Epidemiological studies have noted for some time that a relationship exists between lung function and diet. A meta-analysis published in 2015 found that an unhealthy, western-style diet was associated with increased risk for chronic obstructive pulmonary disease (COPD). Conversely, healthy dietary patterns were associated with reduced risk for COPD. These findings suggested that diet could have a protective impact on COPD pathophysiology, most likely through modulating inflammatory pathways and oxidative stress, which are two factors implicated in COPD onset.1
Higher dietary intake of flavonoids is known to be positively associated with parameters of lung function in general. To examine whether a specific association existed between dietary flavonoid intake and the risk of smoking-related COPD, a large prospective cohort study followed 55,413 men and women, who were aged 50–65 and without COPD at the time of recruitment, for a period of 23 years. Participants with the highest total flavonoid intake had a 20% lower risk of COPD when compared to participants with the lowest intake. On an absolute scale, the study found that both current and former smokers had a considerably higher risk of COPD than non-smokers regardless of flavonoid intake, but current smokers with low flavonoid intake had the highest risk.2
Aging is another major factor that affects lung function. In fact, aging is the single greatest risk factor for several non-communicable chronic lung conditions, such as COPD, idiopathic pulmonary fibrosis (IPF), and many types of lung cancer.3 The link between IPF and aging is so robust that some researchers have coined the term “senescence-associated pulmonary fibrosis” to refer to this chronic, progressive condition in which extracellular collagen accumulates in the lung parenchyma leading to severe decline in lung function.4 In animal and experimental models of IPF, the polyphenol flavonoid, fisetin, was found to reduce collagen accumulation in lung cells.5
Fisetin has also been shown to decrease airway hyperreactivity in an animal model of allergic asthma.6In a recent experimental study that investigated its mechanisms of action with regard to asthma, fisetin was found to reduce oxidative stress in lung cells and bronchial epithelial cells by inhibiting COX-2 expression.
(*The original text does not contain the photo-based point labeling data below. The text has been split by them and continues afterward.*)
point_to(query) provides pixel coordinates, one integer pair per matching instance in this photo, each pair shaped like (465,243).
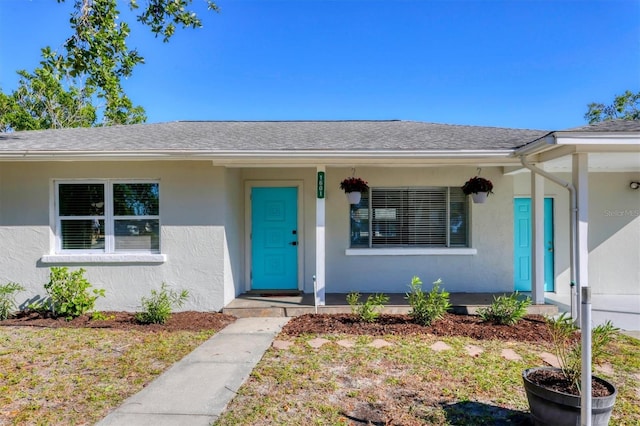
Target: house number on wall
(320,185)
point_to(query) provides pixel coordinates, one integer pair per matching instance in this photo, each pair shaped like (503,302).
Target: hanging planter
(479,197)
(354,187)
(479,189)
(354,197)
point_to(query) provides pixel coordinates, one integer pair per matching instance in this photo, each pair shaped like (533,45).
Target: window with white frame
(107,216)
(411,217)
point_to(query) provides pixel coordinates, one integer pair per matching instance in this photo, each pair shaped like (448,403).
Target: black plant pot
(549,407)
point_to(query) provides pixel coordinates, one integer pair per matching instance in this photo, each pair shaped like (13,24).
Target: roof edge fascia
(251,155)
(597,138)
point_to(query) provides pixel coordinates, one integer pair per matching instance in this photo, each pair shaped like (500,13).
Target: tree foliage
(624,107)
(81,84)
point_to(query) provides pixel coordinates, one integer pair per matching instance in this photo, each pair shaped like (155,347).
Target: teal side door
(522,244)
(274,238)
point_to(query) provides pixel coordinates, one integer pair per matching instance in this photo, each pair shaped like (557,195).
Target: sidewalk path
(195,390)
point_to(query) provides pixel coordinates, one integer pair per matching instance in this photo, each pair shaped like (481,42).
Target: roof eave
(295,155)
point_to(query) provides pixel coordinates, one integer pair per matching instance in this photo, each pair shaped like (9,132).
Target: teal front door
(522,244)
(274,238)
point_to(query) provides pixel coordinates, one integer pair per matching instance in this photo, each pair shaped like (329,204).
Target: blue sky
(518,63)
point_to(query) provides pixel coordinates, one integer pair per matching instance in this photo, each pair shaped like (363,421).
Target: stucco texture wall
(192,232)
(614,232)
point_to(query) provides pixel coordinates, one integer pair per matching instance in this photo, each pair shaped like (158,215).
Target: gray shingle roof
(212,136)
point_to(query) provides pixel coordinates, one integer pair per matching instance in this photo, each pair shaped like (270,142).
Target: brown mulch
(179,321)
(530,329)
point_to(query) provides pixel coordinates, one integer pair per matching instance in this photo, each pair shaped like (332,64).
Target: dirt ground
(530,329)
(188,321)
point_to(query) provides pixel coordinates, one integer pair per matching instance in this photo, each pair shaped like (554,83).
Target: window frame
(109,251)
(403,247)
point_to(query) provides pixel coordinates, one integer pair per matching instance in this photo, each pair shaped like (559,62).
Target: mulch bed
(530,329)
(187,321)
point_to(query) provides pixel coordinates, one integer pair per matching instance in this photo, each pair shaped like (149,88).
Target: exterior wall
(489,270)
(614,232)
(234,236)
(192,236)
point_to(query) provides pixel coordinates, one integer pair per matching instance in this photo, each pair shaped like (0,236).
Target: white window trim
(104,258)
(108,255)
(411,251)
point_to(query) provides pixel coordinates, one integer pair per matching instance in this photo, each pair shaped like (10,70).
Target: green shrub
(568,346)
(369,311)
(506,310)
(7,298)
(427,307)
(69,294)
(157,308)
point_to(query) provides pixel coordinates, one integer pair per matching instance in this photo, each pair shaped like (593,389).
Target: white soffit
(600,162)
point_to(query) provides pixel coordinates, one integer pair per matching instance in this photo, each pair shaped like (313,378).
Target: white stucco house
(225,208)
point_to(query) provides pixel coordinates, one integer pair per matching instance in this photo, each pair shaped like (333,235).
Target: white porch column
(537,243)
(580,171)
(320,242)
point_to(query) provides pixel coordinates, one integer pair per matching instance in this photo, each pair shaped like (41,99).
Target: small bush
(7,298)
(157,308)
(568,346)
(369,311)
(69,294)
(427,307)
(505,310)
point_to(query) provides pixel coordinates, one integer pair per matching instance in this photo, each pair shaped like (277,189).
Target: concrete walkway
(197,389)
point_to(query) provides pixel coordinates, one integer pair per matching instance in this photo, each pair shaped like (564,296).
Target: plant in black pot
(479,188)
(354,187)
(554,393)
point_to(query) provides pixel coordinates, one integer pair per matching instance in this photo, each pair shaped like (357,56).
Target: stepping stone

It was also shown to reduce inflammatory chemokine and cytokine expression in tracheal epithelial cells through a number of mechanisms, including inhibiting transcription and downstream activity of nuclear factor kappa B (NF-κB) via inhibition of TNF-α, which resulted in significantly reduced levels of IL-8, a pro-inflammatory cytokine that plays a key role in lung inflammation.7
The TNF-α/NF-κB/IL-8 molecular signaling pathway is also involved in COPD. High levels of IL-8 have been found in the respiratory epithelium of COPD patients during periods of disease exacerbation, and increased NF-κB activity is associated with worsening COPD symptoms.8 Fisetin was shown in an experimental study of COPD to inhibit the TNF-α/NF-κB/IL-8 signaling pathways, suggesting it could potentially have a therapeutic benefit for inflammatory lung conditions.9
Inflammation, oxidative stress, and impaired autophagy are known to be involved in the aging process. Research is also discovering the crucial impact of the gut microbiome on both immunosenescence (decline in immune efficacy), and the chronic pro-inflammatory state associated with aging.10 Naturally occurring polyphenols, such as fisetin, have been shown to have a positive effect on this complex array of interconnected signaling mechanisms – inflammation, oxidative stress, autophagy, and the gut microbiome – that play a key role in regulating aging and health.11 In this regard, polyphenols, derived from both the diet and as dietary supplements, can be viewed as significant allies in modulating two of the major risk factors for lung health: nutrition and aging.